Какая ж из меня Карловна? Я Эвка или Эвочка. Или Эжевика. И опять не знаю, что сказать. Отказаться — значит, обидеть. Или согласиться? Вдруг приглашение формально и преследует закономерный отказ? Потому что так принято в светском обществе. Дань приличиям. Тебе вежливо предлагают, ты вежливо отказываешься. Недаром правила этикета вдалбливают лицеисткам в течение нескольких лет.
— Если вы устали, можем перенести разговор на завтра. Я хотел бы поделиться результатами изысканий о вашей семье по линии матери, — пояснил дед Мэла любезным тоном. — О вашем дедушке, сыгравшем немалую роль в гражданской войне. О ваших корнях.

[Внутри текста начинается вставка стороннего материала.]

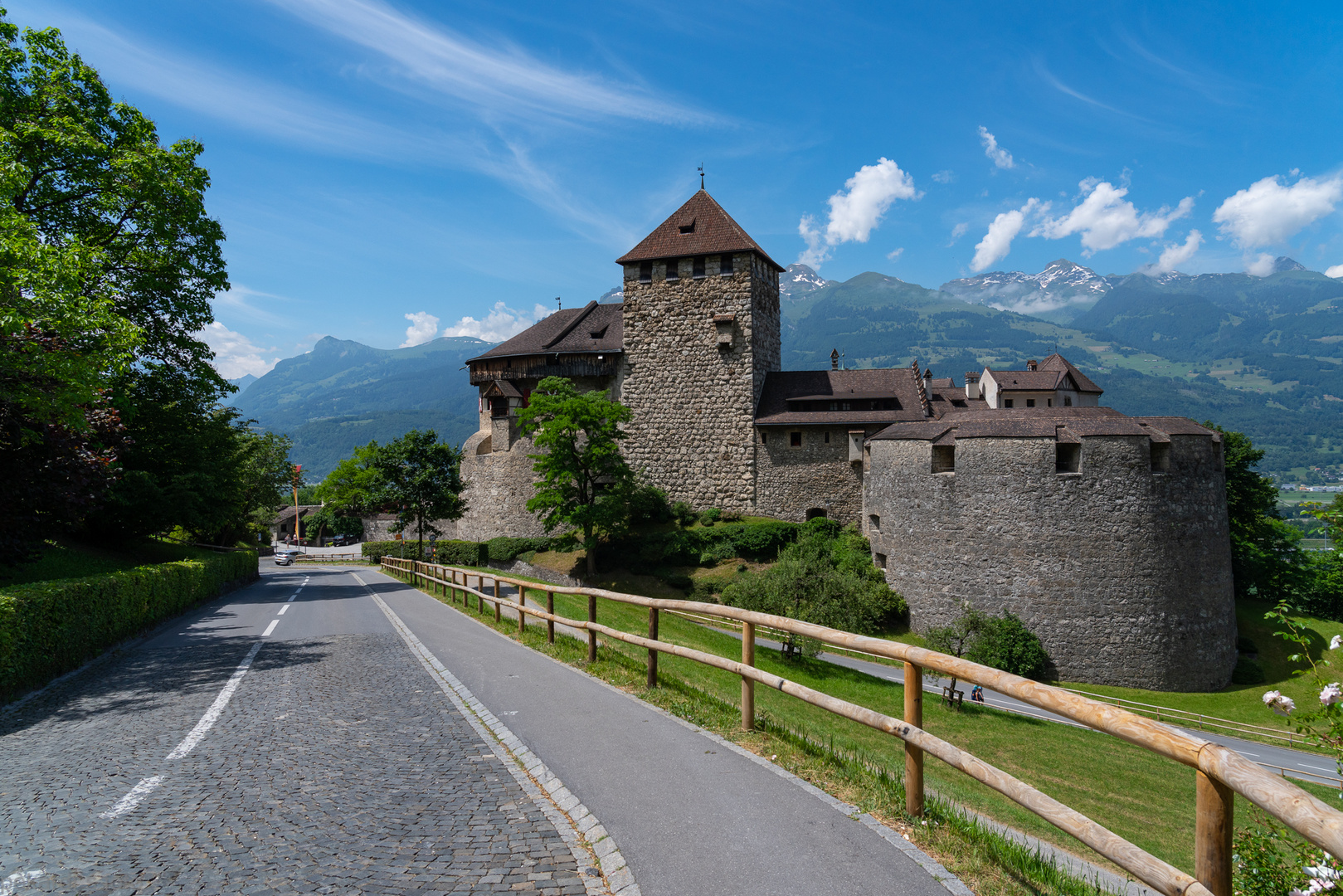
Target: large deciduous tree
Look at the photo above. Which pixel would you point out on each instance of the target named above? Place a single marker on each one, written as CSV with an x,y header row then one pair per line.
x,y
108,264
422,477
585,481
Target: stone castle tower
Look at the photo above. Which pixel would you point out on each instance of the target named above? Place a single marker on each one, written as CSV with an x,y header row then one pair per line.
x,y
701,332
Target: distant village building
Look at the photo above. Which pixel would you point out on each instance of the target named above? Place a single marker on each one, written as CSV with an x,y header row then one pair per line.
x,y
1108,535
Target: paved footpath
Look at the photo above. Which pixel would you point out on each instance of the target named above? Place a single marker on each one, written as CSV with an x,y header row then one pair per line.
x,y
299,737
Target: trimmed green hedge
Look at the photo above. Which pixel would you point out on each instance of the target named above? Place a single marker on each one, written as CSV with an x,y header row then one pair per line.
x,y
685,547
50,627
464,553
505,550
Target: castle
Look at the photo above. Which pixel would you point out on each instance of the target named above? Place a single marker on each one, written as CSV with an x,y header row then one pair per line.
x,y
1106,533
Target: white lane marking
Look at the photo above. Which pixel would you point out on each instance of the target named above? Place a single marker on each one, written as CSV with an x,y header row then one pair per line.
x,y
132,800
218,707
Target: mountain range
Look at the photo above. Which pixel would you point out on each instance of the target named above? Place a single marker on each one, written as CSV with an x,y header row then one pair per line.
x,y
1262,355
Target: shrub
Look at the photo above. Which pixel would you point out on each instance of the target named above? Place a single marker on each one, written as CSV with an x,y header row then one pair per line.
x,y
828,579
466,553
718,551
50,627
1002,642
505,550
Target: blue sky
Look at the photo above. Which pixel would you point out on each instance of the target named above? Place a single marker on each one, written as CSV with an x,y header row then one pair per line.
x,y
446,162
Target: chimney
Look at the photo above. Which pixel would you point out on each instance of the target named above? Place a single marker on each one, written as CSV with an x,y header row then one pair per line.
x,y
971,384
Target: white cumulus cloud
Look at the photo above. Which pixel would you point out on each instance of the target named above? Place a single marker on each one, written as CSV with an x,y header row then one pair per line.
x,y
856,214
1106,219
997,242
422,329
1175,254
997,153
500,324
236,355
1268,212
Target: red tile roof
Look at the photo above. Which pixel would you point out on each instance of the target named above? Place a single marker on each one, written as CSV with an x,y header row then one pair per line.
x,y
698,227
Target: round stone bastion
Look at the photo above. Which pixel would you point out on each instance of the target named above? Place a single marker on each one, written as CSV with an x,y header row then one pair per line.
x,y
1107,535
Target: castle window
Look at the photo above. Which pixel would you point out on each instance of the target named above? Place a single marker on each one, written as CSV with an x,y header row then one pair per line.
x,y
943,458
1161,457
1068,457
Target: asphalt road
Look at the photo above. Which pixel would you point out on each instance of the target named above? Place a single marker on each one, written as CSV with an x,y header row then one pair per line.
x,y
284,739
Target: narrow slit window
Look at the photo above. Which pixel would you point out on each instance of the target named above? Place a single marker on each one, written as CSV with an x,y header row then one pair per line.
x,y
1161,457
1068,457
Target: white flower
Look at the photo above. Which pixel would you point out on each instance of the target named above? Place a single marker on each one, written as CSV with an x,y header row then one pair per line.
x,y
1277,703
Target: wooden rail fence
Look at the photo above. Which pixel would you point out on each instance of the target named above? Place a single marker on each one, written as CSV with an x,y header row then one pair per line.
x,y
1219,772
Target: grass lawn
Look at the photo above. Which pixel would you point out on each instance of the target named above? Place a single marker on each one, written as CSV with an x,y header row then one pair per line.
x,y
1138,794
73,561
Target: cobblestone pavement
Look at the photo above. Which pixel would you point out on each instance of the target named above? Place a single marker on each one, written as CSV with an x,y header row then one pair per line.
x,y
338,767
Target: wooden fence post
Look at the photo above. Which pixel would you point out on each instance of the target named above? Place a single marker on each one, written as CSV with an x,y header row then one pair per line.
x,y
747,684
653,655
913,755
1214,804
591,633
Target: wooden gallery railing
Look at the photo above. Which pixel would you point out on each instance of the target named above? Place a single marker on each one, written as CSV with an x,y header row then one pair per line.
x,y
1219,770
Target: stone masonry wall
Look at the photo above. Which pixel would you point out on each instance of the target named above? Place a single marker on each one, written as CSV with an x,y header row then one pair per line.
x,y
693,402
818,475
1122,572
499,485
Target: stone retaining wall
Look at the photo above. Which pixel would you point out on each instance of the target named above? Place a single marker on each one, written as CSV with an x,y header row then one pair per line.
x,y
1122,572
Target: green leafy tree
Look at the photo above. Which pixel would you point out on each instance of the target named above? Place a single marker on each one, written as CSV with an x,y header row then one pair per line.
x,y
421,477
828,578
1267,559
352,488
585,483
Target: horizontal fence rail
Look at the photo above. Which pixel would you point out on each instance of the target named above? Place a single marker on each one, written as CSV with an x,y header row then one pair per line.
x,y
1219,772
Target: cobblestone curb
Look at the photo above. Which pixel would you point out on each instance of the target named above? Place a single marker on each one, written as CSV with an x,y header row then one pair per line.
x,y
601,864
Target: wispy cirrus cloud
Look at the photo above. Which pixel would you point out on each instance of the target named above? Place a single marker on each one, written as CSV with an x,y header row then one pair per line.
x,y
503,80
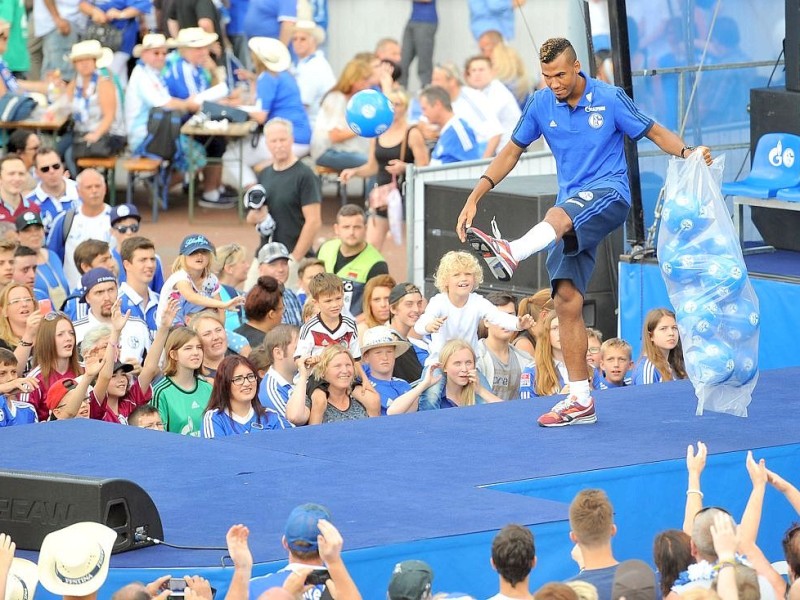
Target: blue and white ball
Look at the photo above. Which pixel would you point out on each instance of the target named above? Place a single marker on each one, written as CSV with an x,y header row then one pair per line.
x,y
369,113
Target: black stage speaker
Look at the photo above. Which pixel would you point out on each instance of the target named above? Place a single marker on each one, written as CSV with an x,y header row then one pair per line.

Он говорил, а я окаменела. Смешно думать, что Мелёшины оставили попытки покопаться в грязном белье в надежде найти скандальную сенсацию. Каторжанская кровь не дает им покоя. Пусть мой отец занимает видный пост, я-то не представляю собой ничего достойного. Рухнет родитель, и у семейства Мелёшиных отпадет надобность в соглашении с Влашеками. Чем серая крыска может заинтересовать сильный и многочисленный клан помимо папеньки-министра? Вот почему меня пригласили в гости! Чтобы вскрыть карты и озвучить недомолвки. Чтобы тайное стало явным, окончательно и бесповоротно.
Постойте-ка. Речь идет об отце моей матери?! И о западном побережье?!
— Д-да. Я хочу послушать о своей семье, — ответила с легкой запинкой, сжав край скатерти. Позже Мэл сказал, что в тот момент я была похожа на королеву — с вздернутым подбородком, гордой осанкой и небывалой решимостью на лице.
24
— Взгляните.
На столе передо мной — газеты более чем полувековой давности. Пожелтевшие хрусткие страницы, разлохмаченные края. На первом снимке черноволосый бородатый мужчина читает с трибуны, на втором — он же пожимает руку какому-то толстяку. Бородач статен ростом и широкоплеч.
Газеты довоенной поры. А брюнет с бородой — мой дед, как сказал самый старший Мелёшин. "Камил Ар Тэгурни" — значится под фотографиями. Потомственный ясновидящий и телепат. Лидер оппозиции, выступавшей против висоризации.